What constitutes a consumer experience is tricky stuff. It may be as much about perception as reality, which means we may need to pair the rigor of coffee science at World Coffee Research with something as robust in he area of consumer research.

Mr. Rhinehart suggests that information about the provenance of wine (and coffee) plays a central role in creating the perception of quality. But service and the consumer space are also critical aspects of the value storyline. Mr. Rhinehart owns one of the $275 bottles of wine that starred in his story. When he is ready to uncork it, he will do so with people he loves. And he seek just the right place for the experience–one that combines good hardware (the right glasses, the right decanter) and great software (a sommelier who knows and delights in his craft) in a physical space that will unlock the full value of that bottle of wine. Coffee, he argues, must make this migration from beverage to experience if it wishes to command more market value.

THE VOCABULARY OF VALUE
I heard in Mr. Rhinehart’s presentation echoes of the one that Oliver Strand of The New York Times delivered to a Let’s Talk Coffee audience in El Salvador last year. Like Mr. Rhinehart, Mr. Strand invoked the example of wine to illuminate a way forward for coffee. Mr. Strand focused his comments particularly on communication–the kinds of vocabulary that might help evoke the ideas of the consumer experience Mr. Rhinehart describes.

Mr. Strand held up the “three vees” of wine as an example of an effective and elegant approach to communicating value: vineyard, variety and vintage. He suggested coffee may opt instead for three Rs, and wonders whether it may have already two of them in roaster and region. (He thinks the emphasis on relationships that has characterized lots of the Direct Trade communications–the potential third R–misses the mark.
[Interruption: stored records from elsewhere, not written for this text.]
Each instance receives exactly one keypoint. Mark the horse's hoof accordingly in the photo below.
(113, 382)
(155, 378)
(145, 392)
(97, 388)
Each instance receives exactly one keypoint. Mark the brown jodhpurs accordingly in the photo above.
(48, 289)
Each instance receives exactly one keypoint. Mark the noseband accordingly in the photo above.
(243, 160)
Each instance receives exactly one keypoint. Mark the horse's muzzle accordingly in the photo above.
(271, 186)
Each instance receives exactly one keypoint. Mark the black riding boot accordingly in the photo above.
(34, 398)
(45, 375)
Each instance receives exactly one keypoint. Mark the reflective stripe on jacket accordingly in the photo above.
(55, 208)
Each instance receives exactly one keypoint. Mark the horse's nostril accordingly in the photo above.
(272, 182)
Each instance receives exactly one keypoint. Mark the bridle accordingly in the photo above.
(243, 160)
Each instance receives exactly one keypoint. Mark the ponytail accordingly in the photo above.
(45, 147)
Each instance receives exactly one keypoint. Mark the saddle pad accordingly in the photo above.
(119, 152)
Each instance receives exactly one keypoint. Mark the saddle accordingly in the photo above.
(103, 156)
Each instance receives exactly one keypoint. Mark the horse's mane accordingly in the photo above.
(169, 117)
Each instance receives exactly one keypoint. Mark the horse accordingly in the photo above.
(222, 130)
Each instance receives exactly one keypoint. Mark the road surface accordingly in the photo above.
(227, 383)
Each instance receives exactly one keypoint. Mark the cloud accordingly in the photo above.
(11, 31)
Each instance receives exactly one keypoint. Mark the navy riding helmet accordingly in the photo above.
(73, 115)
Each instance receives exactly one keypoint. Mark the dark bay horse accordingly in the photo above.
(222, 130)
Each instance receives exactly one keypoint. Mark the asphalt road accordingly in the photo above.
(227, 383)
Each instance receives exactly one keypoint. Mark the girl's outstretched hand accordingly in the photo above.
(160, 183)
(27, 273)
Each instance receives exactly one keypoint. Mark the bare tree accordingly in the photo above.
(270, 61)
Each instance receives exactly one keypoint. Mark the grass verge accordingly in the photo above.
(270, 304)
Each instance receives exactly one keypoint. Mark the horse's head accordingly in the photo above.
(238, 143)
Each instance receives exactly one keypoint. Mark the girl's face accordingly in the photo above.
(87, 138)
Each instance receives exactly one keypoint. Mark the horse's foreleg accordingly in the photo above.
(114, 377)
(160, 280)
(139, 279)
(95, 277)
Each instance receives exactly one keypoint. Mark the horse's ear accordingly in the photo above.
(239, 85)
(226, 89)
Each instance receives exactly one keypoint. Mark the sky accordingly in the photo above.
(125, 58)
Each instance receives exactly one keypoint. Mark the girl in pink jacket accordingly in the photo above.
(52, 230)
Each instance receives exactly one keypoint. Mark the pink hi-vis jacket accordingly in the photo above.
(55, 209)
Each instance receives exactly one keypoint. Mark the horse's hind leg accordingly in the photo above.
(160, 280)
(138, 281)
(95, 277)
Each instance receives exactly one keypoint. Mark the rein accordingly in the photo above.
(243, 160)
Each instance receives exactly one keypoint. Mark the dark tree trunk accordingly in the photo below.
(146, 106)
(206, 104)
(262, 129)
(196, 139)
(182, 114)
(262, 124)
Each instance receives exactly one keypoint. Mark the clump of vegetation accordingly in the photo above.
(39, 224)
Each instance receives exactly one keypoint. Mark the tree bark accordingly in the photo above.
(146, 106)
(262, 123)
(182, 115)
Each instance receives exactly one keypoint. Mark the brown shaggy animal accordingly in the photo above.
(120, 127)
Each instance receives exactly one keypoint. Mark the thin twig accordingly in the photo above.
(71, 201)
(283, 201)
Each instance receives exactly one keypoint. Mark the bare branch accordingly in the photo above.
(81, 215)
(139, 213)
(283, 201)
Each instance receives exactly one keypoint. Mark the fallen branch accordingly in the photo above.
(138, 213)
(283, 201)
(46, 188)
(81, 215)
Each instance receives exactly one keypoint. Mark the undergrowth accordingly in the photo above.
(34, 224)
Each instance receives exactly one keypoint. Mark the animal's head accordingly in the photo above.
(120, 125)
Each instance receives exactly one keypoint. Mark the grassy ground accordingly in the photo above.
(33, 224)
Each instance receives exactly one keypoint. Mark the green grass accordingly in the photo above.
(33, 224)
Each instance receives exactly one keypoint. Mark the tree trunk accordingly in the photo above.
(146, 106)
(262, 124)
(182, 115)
He said, memorably, that knowing who raised his pig doesn’t make his pork taste better.)

Whether or not you agree with the three-R recipe, it seems clear that we are still searching for a vocabulary that will help us communicate more effectively to consumers the sources of the value we create together. Whatever words we do decide to use, we need to charge them with meaning and infuse them with the kinds of associations to which consumers will assign greater value.

THE ULTIMATE PRE-COMPETITIVE COLLABORATION?
Repositioning coffee to command more value is a decidedly market-facing affair. But that doesn’t mean it is only for market-based actors.

Coffee’s storyline, like coffee itself, starts on farms in the coffeelands. If that storyline is going to change, everyone along the chain, from growers to baristas, have to work from the same new script.

Besides, everyone in the coffee trade stands to benefit from enrichment of the consumer experience that effectively increase coffee’s value. It may be the surest way to address the issues I have spilled so much ink on here over the past few years–seasonal hunger, coffee leaf rust, water resource management, incentives for quality and, more recently, farmworker rights. This is an effort that should meet with chainwide cooperation, not just from different kinds of actors performing different supply-chain functions, but also among competitors performing the same functions. It may be the ultimate pre-competitive collaboration.